William Eglinton (1857–1933), also known as William Eglington, was a British spiritualist medium who was exposed as a fraud.

==Biography==

Eglinton was born in Islington, London. He claimed to materialize spirits in his séances. It was discovered that the materializations were fakes.

Eglinton was briefly successful as a medium, which was largely because he was endorsed by Charles Richet. However, in 1876, Eglinton was exposed as a fraud when the psychical researcher Thomas Colley seized the "spirit" materialization known as "Abdullah" and cut off a portion of its cloak. It was discovered that the cut piece matched a cloth found in Eglinton's suitcase. Colley also pulled the beard off the materialization and it was revealed to be a fake, the same as another one found in the suitcase of Eglinton. In 1886 the spiritualist John Stephen Farmer wrote a supportive biography of Eglinton.

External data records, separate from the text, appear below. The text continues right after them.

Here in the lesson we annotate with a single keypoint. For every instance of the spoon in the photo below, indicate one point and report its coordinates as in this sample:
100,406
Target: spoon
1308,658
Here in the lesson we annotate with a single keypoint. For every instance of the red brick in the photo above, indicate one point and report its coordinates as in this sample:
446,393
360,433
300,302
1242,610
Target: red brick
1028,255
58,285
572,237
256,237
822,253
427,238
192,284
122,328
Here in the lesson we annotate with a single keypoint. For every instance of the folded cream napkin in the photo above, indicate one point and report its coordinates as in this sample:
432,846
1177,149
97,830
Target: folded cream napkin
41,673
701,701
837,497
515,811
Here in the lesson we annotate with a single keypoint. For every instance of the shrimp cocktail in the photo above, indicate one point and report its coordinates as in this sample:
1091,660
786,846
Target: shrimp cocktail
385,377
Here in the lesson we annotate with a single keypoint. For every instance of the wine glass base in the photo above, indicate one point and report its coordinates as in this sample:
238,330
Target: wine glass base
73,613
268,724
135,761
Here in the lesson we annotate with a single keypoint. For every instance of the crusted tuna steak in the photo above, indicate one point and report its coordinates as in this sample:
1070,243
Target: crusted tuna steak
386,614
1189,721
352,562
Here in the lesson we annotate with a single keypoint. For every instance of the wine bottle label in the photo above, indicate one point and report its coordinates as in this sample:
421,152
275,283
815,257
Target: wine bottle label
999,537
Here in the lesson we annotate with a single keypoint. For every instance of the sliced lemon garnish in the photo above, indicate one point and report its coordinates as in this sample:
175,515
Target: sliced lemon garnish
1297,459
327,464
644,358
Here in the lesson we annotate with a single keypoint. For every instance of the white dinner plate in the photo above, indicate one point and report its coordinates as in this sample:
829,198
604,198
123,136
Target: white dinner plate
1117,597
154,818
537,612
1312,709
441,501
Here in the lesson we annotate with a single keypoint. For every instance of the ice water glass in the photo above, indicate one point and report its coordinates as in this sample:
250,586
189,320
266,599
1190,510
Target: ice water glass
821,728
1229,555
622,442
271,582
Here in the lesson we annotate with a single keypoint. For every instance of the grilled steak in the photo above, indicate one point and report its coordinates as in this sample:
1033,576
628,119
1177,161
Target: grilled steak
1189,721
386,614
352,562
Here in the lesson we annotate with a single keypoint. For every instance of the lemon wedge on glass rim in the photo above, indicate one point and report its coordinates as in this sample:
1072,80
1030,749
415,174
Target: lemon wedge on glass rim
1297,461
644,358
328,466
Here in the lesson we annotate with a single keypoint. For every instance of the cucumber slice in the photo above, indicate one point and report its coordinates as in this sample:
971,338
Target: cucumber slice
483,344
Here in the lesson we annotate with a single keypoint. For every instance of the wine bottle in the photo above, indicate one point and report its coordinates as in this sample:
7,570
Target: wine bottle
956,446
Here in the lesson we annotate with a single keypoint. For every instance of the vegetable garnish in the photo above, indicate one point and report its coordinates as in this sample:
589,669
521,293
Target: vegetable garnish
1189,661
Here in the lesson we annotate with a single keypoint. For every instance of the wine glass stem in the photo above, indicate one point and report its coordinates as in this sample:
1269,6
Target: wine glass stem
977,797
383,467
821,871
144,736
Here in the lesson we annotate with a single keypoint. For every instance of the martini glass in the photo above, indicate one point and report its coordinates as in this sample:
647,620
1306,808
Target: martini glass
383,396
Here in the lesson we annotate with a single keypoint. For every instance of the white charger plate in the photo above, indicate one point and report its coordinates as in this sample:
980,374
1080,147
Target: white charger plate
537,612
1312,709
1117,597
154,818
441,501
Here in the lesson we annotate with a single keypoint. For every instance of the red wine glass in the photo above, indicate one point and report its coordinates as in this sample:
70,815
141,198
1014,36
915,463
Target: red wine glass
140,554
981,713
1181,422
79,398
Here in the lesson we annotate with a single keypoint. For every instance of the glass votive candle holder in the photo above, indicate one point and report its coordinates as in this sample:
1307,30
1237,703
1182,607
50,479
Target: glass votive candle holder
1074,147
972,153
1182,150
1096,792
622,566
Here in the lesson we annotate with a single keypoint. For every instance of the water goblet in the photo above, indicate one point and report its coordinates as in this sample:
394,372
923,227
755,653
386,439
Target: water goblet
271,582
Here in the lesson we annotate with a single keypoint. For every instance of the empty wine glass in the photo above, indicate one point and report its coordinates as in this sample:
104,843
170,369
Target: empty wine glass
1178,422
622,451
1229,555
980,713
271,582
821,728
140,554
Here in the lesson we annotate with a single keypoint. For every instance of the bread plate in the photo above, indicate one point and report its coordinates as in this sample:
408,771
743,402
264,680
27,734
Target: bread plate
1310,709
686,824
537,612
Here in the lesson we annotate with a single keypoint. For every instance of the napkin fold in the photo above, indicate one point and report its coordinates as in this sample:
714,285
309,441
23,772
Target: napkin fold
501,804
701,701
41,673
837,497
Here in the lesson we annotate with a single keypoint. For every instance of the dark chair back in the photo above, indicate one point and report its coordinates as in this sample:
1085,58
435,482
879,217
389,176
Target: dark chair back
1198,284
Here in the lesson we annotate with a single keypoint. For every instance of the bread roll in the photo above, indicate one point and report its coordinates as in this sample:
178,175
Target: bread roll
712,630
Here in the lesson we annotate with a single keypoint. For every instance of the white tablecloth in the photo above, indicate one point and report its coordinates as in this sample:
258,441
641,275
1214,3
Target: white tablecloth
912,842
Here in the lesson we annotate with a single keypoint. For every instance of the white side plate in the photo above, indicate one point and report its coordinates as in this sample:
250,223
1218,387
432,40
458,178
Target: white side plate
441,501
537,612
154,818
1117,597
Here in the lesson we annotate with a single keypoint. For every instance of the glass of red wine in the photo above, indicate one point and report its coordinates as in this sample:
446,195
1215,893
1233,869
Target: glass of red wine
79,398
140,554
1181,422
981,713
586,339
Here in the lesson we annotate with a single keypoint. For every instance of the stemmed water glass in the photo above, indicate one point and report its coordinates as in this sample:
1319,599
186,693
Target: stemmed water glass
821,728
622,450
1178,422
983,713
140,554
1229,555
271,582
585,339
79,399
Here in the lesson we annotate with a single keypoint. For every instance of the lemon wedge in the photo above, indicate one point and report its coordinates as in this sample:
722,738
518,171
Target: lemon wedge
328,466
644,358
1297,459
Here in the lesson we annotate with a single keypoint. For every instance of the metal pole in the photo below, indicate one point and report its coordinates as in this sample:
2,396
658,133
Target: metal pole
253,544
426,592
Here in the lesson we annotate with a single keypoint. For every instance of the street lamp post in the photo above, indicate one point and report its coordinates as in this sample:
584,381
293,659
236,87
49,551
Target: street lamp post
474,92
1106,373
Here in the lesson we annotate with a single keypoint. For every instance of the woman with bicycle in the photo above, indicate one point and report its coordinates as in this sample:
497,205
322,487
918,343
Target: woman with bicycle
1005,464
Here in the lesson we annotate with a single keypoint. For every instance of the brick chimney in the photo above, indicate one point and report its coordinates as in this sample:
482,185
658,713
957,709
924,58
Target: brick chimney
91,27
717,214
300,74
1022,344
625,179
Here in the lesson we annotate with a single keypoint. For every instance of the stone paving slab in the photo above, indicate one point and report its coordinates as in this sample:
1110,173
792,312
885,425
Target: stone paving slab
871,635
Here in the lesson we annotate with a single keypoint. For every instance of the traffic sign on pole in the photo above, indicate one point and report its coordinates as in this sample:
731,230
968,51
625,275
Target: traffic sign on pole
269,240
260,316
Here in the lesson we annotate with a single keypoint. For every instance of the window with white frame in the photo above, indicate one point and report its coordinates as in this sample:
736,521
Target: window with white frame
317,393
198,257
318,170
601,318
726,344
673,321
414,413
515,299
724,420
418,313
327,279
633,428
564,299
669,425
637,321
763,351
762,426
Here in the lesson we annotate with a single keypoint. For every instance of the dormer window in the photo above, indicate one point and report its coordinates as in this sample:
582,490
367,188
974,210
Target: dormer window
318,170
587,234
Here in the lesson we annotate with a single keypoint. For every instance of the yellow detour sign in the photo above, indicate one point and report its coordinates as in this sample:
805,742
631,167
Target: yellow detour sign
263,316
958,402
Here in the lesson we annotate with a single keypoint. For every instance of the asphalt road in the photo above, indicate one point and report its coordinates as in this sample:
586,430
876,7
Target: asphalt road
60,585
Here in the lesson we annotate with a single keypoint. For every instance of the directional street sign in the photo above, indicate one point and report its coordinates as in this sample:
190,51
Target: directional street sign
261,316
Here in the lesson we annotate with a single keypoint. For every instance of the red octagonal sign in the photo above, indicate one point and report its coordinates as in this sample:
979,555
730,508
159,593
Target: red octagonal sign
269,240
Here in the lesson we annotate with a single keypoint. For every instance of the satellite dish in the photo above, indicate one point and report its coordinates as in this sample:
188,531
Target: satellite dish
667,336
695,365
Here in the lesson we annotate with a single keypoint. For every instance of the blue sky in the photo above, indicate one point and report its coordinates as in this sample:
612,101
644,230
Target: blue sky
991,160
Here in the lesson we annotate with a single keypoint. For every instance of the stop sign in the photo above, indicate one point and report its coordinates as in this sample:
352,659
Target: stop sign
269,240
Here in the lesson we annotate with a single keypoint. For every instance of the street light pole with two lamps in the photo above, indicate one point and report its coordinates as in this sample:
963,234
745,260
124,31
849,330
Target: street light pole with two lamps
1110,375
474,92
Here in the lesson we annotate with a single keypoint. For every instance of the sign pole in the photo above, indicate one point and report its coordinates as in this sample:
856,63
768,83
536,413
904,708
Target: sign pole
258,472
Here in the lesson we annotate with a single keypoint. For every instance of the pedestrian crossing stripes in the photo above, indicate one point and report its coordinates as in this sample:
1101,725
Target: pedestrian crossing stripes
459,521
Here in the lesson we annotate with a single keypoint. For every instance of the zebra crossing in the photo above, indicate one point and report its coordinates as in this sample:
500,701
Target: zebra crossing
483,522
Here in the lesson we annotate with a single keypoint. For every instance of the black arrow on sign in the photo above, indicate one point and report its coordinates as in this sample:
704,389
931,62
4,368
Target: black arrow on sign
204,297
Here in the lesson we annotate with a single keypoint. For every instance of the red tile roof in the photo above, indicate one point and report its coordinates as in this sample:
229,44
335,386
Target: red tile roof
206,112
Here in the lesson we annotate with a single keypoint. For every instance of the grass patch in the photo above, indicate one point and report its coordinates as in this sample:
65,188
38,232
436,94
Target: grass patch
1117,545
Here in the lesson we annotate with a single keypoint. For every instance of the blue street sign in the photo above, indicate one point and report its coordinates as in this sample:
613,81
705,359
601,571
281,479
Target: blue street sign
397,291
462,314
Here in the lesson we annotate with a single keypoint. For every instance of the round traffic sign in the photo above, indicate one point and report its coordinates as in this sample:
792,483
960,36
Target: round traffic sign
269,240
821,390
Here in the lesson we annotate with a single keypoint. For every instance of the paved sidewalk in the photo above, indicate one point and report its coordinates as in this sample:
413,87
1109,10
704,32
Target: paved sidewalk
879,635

Eglinton performed slate writing mediumship and his leading critics were the psychical researchers Eleanor Sidgwick and Richard Hodgson. In 1886 and 1887 a series of publications by S. J. Davey, Hodgson and Sidgwick in the Journal for the Society for Psychical Research exposed the slate writing tricks of Eglinton. Due to the critical papers, Stainton Moses and other prominent spiritualist members resigned from the SPR.

Hereward Carrington has written that Eglinton was involved with Madame Blavatsky in producing fraudulent Mahatma letters. Frank Podmore wrote that "Eglinton had on at least two occasions been detected in fraudulently simulating occult phenomena... Moreover, several observers claimed to have seen Eglinton actually writing on the slates with his own hands." Professor Carvill Lewis during a séance with Eglinton heard him write on the slates and observed writing movements. Lewis had also discovered that Eglinton had looked up answers to questions in a dictionary.

==Alleged levitation==

In 1882, the American magician Harry Kellar was baffled by an alleged levitation of Eglinton. Massimo Polidoro has written that Kellar did not "impose any form of control" and "couldn't see anything" in the dark séance room but still convinced himself Eglinton levitated. According to the magician Harry Houdini although Kellar was originally baffled by Eglinton's levitation when he gave the subject fuller consideration he was able to reproduce the same phenomena by trickery. Houdini wrote "it was not strange that Kellar did not detect Eglinton's method instantly nor is it strange that he acknowledged that he was baffled. No magician is immune from being deceived and it is no way beneath a magician's dignity or demeaning to professional reputation to openly admit that he cannot always account for what he thinks he sees." Magic historian Barry Wiley wrote that Eglinton was exposed as a fraud several years later.